Его лицо было костлявым, с тяжелой нижней челюстью, но черты его были открыты и правильны. Возможно, в лице было что-то скандинавское, если не считать того, что выражение его непрерывно менялось — подобно игре солнечного света. Морщины появлялись и исчезали, и поэтому трудно было догадаться, каков его возраст: скорее всего, сорок с небольшим, судя по морщинкам вокруг глаз. Остатки загара сливались с веснушками на скулах. Его глаза были спокойными, большими и умными. Их взгляд казался отстраненным и направленным куда-то вдаль, пока я не поймал в них блеск, таивший ум и лукавую усмешку. Я редко сужу о людях по первому впечатлению, особенно о мужчинах, но в этом человеке было что-то сразу располагавшее. Симпатия, разумеется, еще не означает доверия, но выбирать мне не приходилось.

Пошатываясь, словно парочка пьяниц, мы побрели в конец аллеи, выходившей на море, но до того, как мы до него добрались, мой старый приятель Джип, кем бы он ни был, перевел меня через дорогу и повел по влажной и зловонной боковой аллейке, которая вывела нас на гораздо более широкую улицу, как две капли воды похожую на те, по которым я пробродил целый вечер. Здесь, однако, имелось как раз то, что я искал: ярко освещенное огнями здание, в котором можно было безошибочно угадать пивную или даже ресторан. Закопченные, в бриллиантовых каплях дождя, окна сияли теплым золотым светом между ставнями.
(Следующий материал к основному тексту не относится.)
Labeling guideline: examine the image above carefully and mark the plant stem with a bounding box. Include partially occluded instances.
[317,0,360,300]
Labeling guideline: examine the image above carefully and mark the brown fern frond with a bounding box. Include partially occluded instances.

Выкрашенный яркой краской дом (это было видно даже в тусклом свете мерцающих фонарей внизу) украшала вывеска. В голове у меня к этому времени стало проясняться, и я уставился на ее, как зачарованный. Это, должно быть, и было одно из странных, экзотических заведений. На вывеске крупными буквами, красным по белому было выведено: «ТАВЕРНА ИЛЛИРИКО», а под ней — «Иллирийская таверна — старинные деликатесы — Дравич Мирко, собств.». На доске над дверью я увидел эту надпись: «Taverne Illirique», «Illirisches Gasthof», повторенную на всех языках, которые я знал, и многократно — на языках мне неведомых.
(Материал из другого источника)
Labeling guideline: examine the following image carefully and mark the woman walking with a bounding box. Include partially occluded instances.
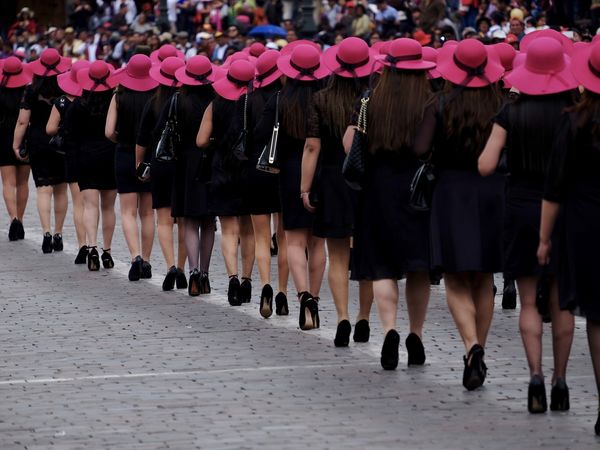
[0,56,32,241]
[479,37,578,413]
— Заходи, здесь мы тебя приведем в порядок! — жизнерадостно провозгласил Джип и прибавил еще что-то, но я не был уверен, что правильно расслышал.

— Что вы сказали?

— Я сказал, недурное местечко, если держаться подальше от морских слизняков.

Я заморгал.

— Постараюсь. А где они? На полу?

— В меню.

— Господи помилуй!

Это меня добило. Пришлось остановиться, и меня стало выворачивать — болезненно и безрезультатно. Джип смотрел на меня с сочувственной улыбкой.

— Пустое брюхо? — осведомился он. — Жаль. Хорошая рвота помогает, если тебя двинули по черепу. Это как с морской болезнью: раз уж собрался блевать, набей себе как следует брюхо, чтобы было что выбрасывать, вот что я всегда говорю.

— Запомню, — пообещал я, и он коротко рассмеялся.

— Теперь в порядке? Осторожно — тут ступеньки, и порядком истертые. — Джип ударом ноги распахнул облезлую красную дверь: — Хой, Мирко! Малинка! Катика! — заорал он, вталкивая меня внутрь.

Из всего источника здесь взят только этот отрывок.